Brand names are examples, not endorsements, and UK and US ranges differ — check the label’s own NPK and dilution rate, since formulations change.

Fertilising pink fingers orchid — frequently asked questions

What fertiliser does pink fingers orchid need?

A balanced general houseplant feed (roughly even N-P-K) is exactly right — it is grown for foliage, so steady, moderate nitrogen for healthy leaves is the goal, not a bloom or root formula. Pink Fingers Orchid is an easy, light foliage feeder — a half-strength balanced liquid feed through the growing months keeps it green without forcing weak, sappy growth.

How often should I feed pink fingers orchid?

Fertilising is generally not recommended, as this species is adapted to low-nutrient soils and high fertility disrupts its mycorrhizal relationships. If desired, apply a highly diluted orchid fertiliser at one-quarter strength once during active growth only. Fertilising is generally not recommended, as this species is adapted to low-nutrient soils and high fertility disrupts its mycorrhizal relationships. If desired, apply a highly diluted orchid fertiliser at one-quarter strength once during active growth only. Treat that as sparingly through the growing season between spring through early autumn (roughly March to September); ease off in autumn and stop entirely in the low light of winter.

What strength of feed for pink fingers orchid?

Half strength is the safe default for pink fingers orchid — houseplant feeds are formulated strong, and the diluted dose is gentler on the roots while still ample for foliage.

What does over-feeding pink fingers orchid look like?

Brown, crispy leaf tips and edges with no sign of underwatering. A white, crusty salt deposit on the soil surface or pot rim. Weak, pale, stretched new growth that flops. Lower leaves yellow and drop while the soil is correctly watered.

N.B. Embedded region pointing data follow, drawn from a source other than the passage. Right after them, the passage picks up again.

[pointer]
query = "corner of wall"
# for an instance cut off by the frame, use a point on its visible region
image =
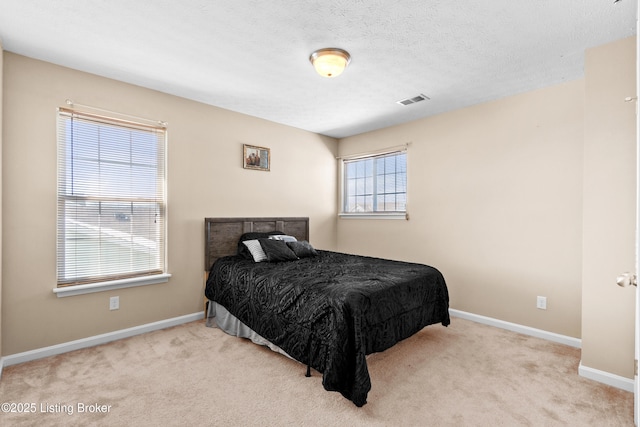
(1, 117)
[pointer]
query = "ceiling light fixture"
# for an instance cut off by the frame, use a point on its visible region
(330, 62)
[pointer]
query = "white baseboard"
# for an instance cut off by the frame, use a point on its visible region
(606, 378)
(53, 350)
(526, 330)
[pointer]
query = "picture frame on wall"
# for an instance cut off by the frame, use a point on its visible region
(258, 158)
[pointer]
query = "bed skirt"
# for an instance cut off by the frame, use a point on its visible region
(218, 316)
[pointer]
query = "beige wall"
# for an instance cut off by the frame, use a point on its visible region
(205, 178)
(609, 208)
(1, 118)
(528, 195)
(495, 202)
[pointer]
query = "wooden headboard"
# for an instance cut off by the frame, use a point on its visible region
(221, 235)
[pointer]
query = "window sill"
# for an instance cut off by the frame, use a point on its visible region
(69, 291)
(375, 215)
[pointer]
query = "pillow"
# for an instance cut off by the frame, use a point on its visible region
(255, 249)
(302, 249)
(283, 237)
(253, 235)
(277, 250)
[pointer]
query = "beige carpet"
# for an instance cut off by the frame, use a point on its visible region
(465, 375)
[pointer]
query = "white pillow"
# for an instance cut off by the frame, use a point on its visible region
(285, 238)
(256, 250)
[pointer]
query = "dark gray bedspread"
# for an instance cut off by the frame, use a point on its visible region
(329, 311)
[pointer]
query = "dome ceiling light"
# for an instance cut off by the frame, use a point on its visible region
(330, 62)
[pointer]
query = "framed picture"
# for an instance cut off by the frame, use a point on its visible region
(256, 158)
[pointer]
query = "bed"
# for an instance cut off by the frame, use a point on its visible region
(325, 309)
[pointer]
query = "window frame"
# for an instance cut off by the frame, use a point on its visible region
(65, 287)
(373, 214)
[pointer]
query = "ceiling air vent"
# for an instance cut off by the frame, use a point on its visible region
(413, 100)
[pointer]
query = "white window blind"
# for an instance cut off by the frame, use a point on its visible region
(376, 183)
(111, 199)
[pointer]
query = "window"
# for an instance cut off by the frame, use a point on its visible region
(111, 199)
(375, 184)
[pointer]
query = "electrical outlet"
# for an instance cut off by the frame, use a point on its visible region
(541, 303)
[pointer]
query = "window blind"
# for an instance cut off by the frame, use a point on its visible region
(376, 183)
(111, 198)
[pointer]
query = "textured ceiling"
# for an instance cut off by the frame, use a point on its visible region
(251, 56)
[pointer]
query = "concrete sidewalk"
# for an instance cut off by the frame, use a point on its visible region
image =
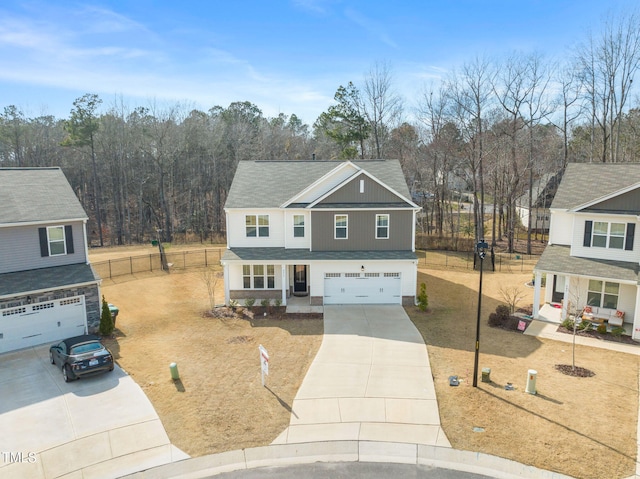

Feeding pink fingers orchid year-round on a fixed schedule, including dark winter months, is the most common mistake — it cannot use the nutrients in low light and the surplus simply burns the roots and crusts the soil.

Should I flush the soil of pink fingers orchid?

Flush the pot of pink fingers orchid with plain water until it runs freely from the base every couple of months in the feeding season — it washes out the fertiliser salts that cause brown tips.